Après ce constat, j’ai déplacé le savon sur un porte-savon ajouré et j’ai rincé le support à chaque nettoyage. J’ai aussi sorti le pain de la zone de ruissellement direct, ce qui a limité le ramollissement asymétrique. Le dessous est resté plus ferme, et le savon a gardé sa forme plus longtemps. Mon travail de Rédactrice freelance spécialisée en soins naturels pour le magazine Soapy and Co m’a appris que le drainage ne sert que si je l’entretiens.
Je garde aussi en tête les repères de l’ANSM sur les gestes doux et le contact prolongé avec l’eau. Ici, je parle du savon et de son support, mais je m’arrête dès que la peau réagit mal. Pour une irritation qui persiste, je laisse le sujet à un dermatologue, parce que ce test ne dit rien du médical. L’Observatoire des Cosmétiques m’a aussi servi de repère pour rester sobre sur les promesses et regarder le support pour ce qu’il fait vraiment.

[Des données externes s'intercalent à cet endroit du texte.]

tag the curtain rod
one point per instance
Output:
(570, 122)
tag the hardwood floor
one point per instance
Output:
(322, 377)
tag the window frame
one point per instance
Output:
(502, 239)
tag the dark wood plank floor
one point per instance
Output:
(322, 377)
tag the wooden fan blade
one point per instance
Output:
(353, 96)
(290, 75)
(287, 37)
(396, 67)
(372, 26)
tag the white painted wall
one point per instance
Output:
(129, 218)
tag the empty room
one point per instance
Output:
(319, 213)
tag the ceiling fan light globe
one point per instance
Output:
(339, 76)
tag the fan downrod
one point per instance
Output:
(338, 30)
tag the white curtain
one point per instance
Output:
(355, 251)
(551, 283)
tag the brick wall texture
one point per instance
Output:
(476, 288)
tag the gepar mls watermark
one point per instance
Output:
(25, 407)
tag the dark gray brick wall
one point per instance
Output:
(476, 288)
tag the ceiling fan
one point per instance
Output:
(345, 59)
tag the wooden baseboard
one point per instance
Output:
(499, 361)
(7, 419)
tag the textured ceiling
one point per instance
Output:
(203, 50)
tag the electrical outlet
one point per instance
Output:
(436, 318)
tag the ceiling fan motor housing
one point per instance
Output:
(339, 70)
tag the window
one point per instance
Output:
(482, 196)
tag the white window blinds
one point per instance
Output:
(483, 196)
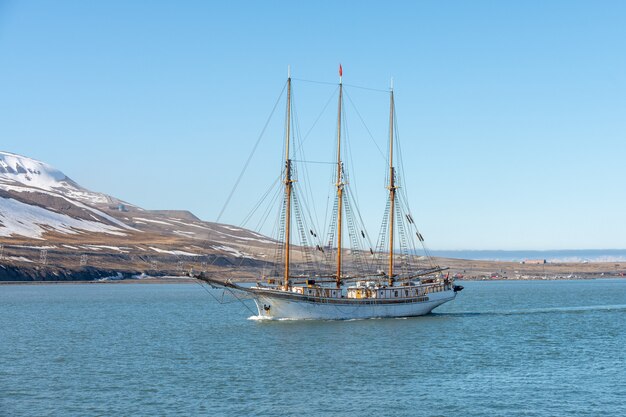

Au bout de six semaines, voilà ce que j’en retiens vraiment
Sur mes 42 jours de test, j’ai vu un écart clair entre les supports. Le savon en coupelle humide a tenu 23 jours avant de devenir franchement mou au fond, tandis que le même savon sur porte-savon drainant a tenu 47 jours. Le savon dure environ deux fois plus longtemps sur un porte-savon drainant que dans une coupelle plate. L’entretien régulier du support est nécessaire pour éviter le ramollissement localisé.
Dans notre foyer à deux, mon compagnon et moi, j’ai gardé le porte-savon drainant pour le lavabo principal. J’ai réservé la coupelle aux endroits plus secs, où l’eau ne stagne pas après le passage. Pour quelqu’un qui accepte de rincer le support au quotidien, le drainant me paraît nettement plus fiable. Pour quelqu’un qui cherche juste un joli reposoir sans suivi, j’ai vu que la coupelle finit par coûter plus de savon.
Je ne mettrais pas un savon très tendre dans une coupelle fermée, parce que mon test a montré une fonte trop rapide. Je préfère, dans ce cas, un porte-savon sur pied, un support ventilé en bois, ou un savon découpé en morceaux plus petits. Je suis rentrée de ce test avec une idée simple : l’environnement change vraiment la durée de vie du pain, et la différence se voit à l’œil nu. Sur mon étagère, le Porte-savon Drainant Joseph Joseph reste celui qui a le mieux tenu la route.